Писать им не давать.
Кто станет сумасбродничать… посадить оного в покой, не давая ему несколько времени пищи.
На пропитание и одежду производить от коллегии экономии каждому против одного монаха, как по штату положено».
В конце того же 1766 года сюда прибыли первые десять «безумствующих». Застенок начал свою жизнь.
Самым, пожалуй, знаменитым из его сидельцев был декабрист Федор Шаховской. За ним «следили неотлучно» — запрещали видеться с супругой, читать книги (в том числе и собственные). Шаховской объявил голодовку. Но в те времена эта акция еще не вызывала сочувствия — не прекращая своей голодовки, он спустя три недели скончался.

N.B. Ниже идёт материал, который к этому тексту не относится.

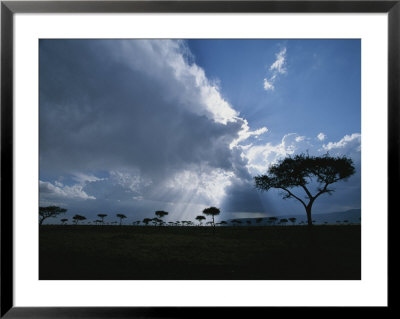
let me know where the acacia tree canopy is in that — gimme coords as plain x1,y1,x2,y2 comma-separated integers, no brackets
142,218,152,225
72,214,86,224
39,206,67,225
155,211,168,218
254,153,355,226
116,214,127,225
195,215,206,225
202,207,220,227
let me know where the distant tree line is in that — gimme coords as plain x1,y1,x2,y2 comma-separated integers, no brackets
39,204,357,227
39,205,357,227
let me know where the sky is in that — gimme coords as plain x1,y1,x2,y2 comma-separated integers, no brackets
39,39,361,224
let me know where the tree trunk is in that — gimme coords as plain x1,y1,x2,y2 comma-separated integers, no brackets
306,205,313,226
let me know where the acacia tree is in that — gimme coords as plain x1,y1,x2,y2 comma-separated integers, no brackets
72,214,86,224
255,153,355,226
195,215,206,226
60,218,68,225
39,206,67,226
288,217,297,226
155,210,168,222
97,214,107,224
152,218,162,226
143,218,152,226
116,214,127,225
268,217,278,225
280,218,288,226
202,207,220,227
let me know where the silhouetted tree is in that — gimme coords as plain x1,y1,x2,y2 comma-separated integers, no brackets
152,218,162,226
39,206,67,226
255,153,355,226
72,214,86,225
220,221,227,226
246,220,252,225
97,214,107,224
195,215,206,226
288,217,297,226
202,206,220,227
280,218,288,226
116,214,127,225
268,217,278,225
155,210,168,220
94,219,102,225
256,218,263,224
143,218,152,226
60,218,68,225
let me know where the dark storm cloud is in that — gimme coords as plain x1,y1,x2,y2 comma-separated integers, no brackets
39,39,253,220
40,40,242,179
221,181,271,213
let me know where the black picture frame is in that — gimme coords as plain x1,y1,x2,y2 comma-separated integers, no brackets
1,0,395,317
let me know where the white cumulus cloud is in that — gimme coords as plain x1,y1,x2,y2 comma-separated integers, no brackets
270,47,287,74
323,133,361,152
263,78,274,91
263,47,287,91
230,119,268,148
39,180,96,201
317,133,326,141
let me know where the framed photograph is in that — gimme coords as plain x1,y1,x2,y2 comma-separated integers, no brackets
1,0,395,316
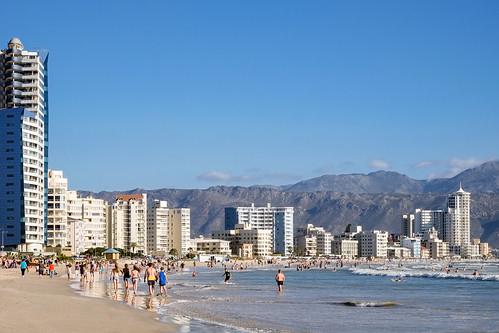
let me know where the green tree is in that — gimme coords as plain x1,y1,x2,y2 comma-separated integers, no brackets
169,248,178,258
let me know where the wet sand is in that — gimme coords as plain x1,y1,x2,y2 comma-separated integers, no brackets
0,268,175,333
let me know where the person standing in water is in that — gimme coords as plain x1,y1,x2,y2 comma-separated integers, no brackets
144,263,158,296
275,269,285,292
223,269,231,284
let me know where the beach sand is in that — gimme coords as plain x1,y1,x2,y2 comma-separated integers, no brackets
0,268,174,333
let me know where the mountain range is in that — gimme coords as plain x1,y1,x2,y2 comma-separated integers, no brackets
80,161,499,248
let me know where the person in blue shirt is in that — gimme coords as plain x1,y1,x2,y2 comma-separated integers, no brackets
20,259,28,277
158,267,168,296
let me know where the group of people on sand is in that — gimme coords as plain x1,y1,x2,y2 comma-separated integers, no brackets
110,261,169,296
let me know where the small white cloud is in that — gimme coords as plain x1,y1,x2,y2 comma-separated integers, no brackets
369,159,390,170
196,171,249,183
415,160,434,168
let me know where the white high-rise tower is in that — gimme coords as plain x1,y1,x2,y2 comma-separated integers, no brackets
444,183,471,254
0,37,48,253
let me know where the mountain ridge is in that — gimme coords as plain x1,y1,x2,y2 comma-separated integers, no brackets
78,161,499,248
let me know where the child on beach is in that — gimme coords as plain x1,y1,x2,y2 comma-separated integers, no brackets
158,267,168,296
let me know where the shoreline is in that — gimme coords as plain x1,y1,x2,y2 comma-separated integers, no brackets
0,268,175,333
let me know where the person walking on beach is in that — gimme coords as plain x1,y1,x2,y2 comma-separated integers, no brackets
275,269,285,292
123,263,131,290
20,259,28,277
158,267,168,296
38,261,45,278
131,265,140,295
111,264,121,290
144,263,158,296
49,261,55,278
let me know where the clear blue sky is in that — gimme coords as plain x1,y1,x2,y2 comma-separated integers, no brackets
3,1,499,191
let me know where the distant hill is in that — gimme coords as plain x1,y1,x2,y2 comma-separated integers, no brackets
282,161,499,194
283,171,425,193
80,161,499,248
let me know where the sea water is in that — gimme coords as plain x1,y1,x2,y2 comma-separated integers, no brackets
72,261,499,332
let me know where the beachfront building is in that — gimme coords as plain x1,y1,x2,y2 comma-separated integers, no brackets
168,208,191,256
225,203,294,255
401,237,421,258
331,239,358,259
356,230,388,258
47,170,68,247
401,213,414,237
0,38,49,253
190,237,231,256
295,234,317,256
387,246,411,258
413,209,445,237
429,239,449,259
67,218,85,255
110,194,147,254
147,200,169,256
213,223,273,258
67,191,109,252
444,185,471,256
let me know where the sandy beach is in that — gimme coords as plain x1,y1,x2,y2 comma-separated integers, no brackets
0,268,174,333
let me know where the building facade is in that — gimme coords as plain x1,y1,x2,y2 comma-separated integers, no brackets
47,170,68,247
414,209,445,237
0,38,49,253
331,239,358,259
147,200,169,255
190,237,231,256
444,185,471,255
225,203,293,255
401,213,414,237
213,223,273,258
356,230,388,258
111,194,147,254
400,237,421,258
168,208,191,256
295,224,331,256
66,190,109,253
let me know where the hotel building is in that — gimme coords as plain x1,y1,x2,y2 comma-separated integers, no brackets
0,38,49,253
213,223,273,258
356,230,388,258
444,185,471,255
47,170,68,247
147,200,169,255
225,203,293,255
110,194,147,254
168,208,191,256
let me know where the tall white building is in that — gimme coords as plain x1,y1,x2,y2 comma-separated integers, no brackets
47,170,68,247
66,190,109,252
414,209,445,237
356,230,388,258
444,185,471,255
147,200,169,255
168,208,191,256
111,194,147,254
225,203,294,255
0,37,49,253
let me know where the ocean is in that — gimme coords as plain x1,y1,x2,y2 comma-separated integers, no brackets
73,260,499,332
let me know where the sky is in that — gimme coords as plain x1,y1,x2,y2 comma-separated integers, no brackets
2,1,499,191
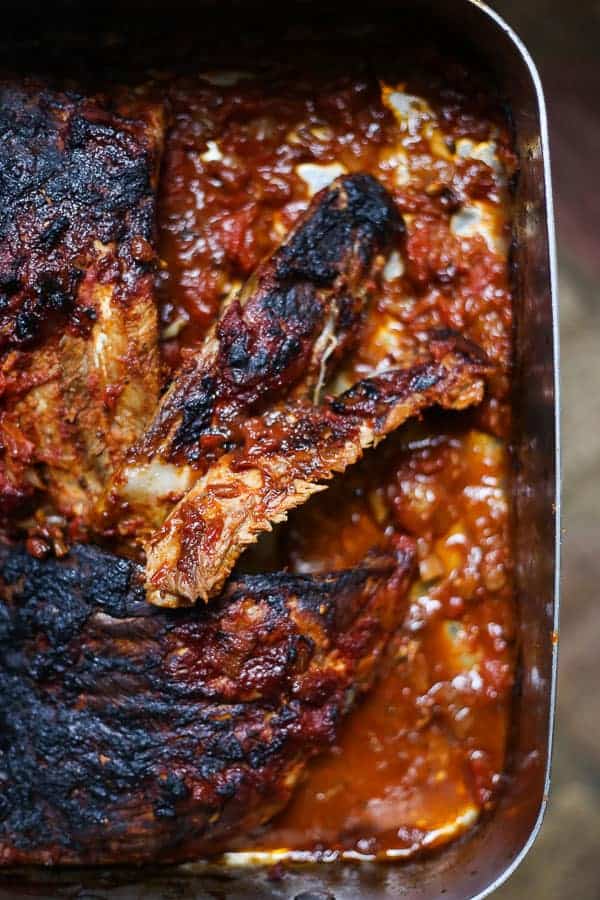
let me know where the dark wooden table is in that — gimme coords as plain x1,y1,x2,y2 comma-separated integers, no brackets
490,1,600,897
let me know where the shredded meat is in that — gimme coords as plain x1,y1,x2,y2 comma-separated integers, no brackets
109,174,402,534
0,83,165,535
145,333,489,606
0,538,414,865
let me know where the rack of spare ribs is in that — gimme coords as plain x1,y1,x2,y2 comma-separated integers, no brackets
0,84,491,865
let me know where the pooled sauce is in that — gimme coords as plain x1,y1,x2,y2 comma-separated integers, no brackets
254,422,514,858
157,51,516,859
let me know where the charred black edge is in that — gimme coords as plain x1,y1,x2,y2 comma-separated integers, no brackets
0,83,161,351
324,329,491,415
276,173,404,284
0,541,402,641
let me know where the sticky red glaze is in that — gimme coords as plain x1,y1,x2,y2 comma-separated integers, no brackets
249,423,514,855
158,59,516,857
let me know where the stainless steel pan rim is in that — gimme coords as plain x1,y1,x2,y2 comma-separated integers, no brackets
463,4,560,897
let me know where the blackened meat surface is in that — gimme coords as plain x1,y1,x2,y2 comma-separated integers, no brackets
0,82,164,531
0,538,414,865
112,174,402,533
156,174,401,453
0,83,160,350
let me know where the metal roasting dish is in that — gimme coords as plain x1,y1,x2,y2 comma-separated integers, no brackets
0,0,559,897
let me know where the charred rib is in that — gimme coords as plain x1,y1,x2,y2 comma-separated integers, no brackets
0,538,414,865
146,333,489,606
112,174,403,533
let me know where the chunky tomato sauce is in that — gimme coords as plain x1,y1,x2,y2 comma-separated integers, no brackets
156,54,516,859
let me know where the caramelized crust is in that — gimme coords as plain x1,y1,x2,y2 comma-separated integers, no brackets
0,83,165,531
112,174,402,531
0,57,513,865
146,334,489,606
0,538,414,865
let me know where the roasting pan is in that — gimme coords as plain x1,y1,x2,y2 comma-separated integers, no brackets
0,0,559,896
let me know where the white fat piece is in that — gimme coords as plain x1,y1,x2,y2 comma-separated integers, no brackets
381,82,454,165
201,140,224,162
456,138,504,175
311,308,340,404
450,201,507,256
120,459,194,522
379,148,410,187
383,250,405,281
296,162,348,197
382,86,433,132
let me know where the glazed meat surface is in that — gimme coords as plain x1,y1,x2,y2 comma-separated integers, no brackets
0,83,164,534
111,174,402,534
145,334,489,606
0,49,516,864
0,539,414,865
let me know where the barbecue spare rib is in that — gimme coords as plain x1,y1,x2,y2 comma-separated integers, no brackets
107,173,403,535
0,80,492,867
0,538,414,865
0,83,165,538
145,334,489,606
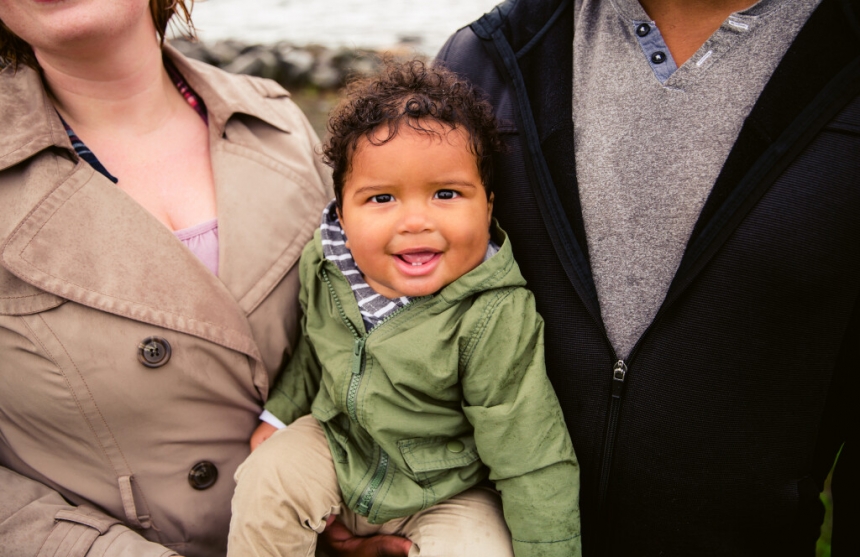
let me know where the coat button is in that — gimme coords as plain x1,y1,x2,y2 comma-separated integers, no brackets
138,337,171,368
446,440,465,453
188,461,218,490
651,51,667,64
636,23,651,37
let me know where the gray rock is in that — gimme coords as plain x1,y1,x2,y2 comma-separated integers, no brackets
223,49,280,80
207,39,247,67
169,38,214,64
309,51,342,89
276,45,315,86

Зачем он жил? Зачем страдал?Зачем свободы не дождался?
— вопрошал поэт Некрасов. Увы, его вопросы были риторическими.
В Спасо-Евфимиевской тюрьме оказывались такие важные преступники, как лидер отечественных хлыстов Василий Селиванов, создатель этакого филиала американского течения иеговистов штабс-капитан Николай Ильин, известный в свое время монах-самозванец Стефан Подгорный. А в 1892 году сюда чуть было не попал писатель Лев Толстой.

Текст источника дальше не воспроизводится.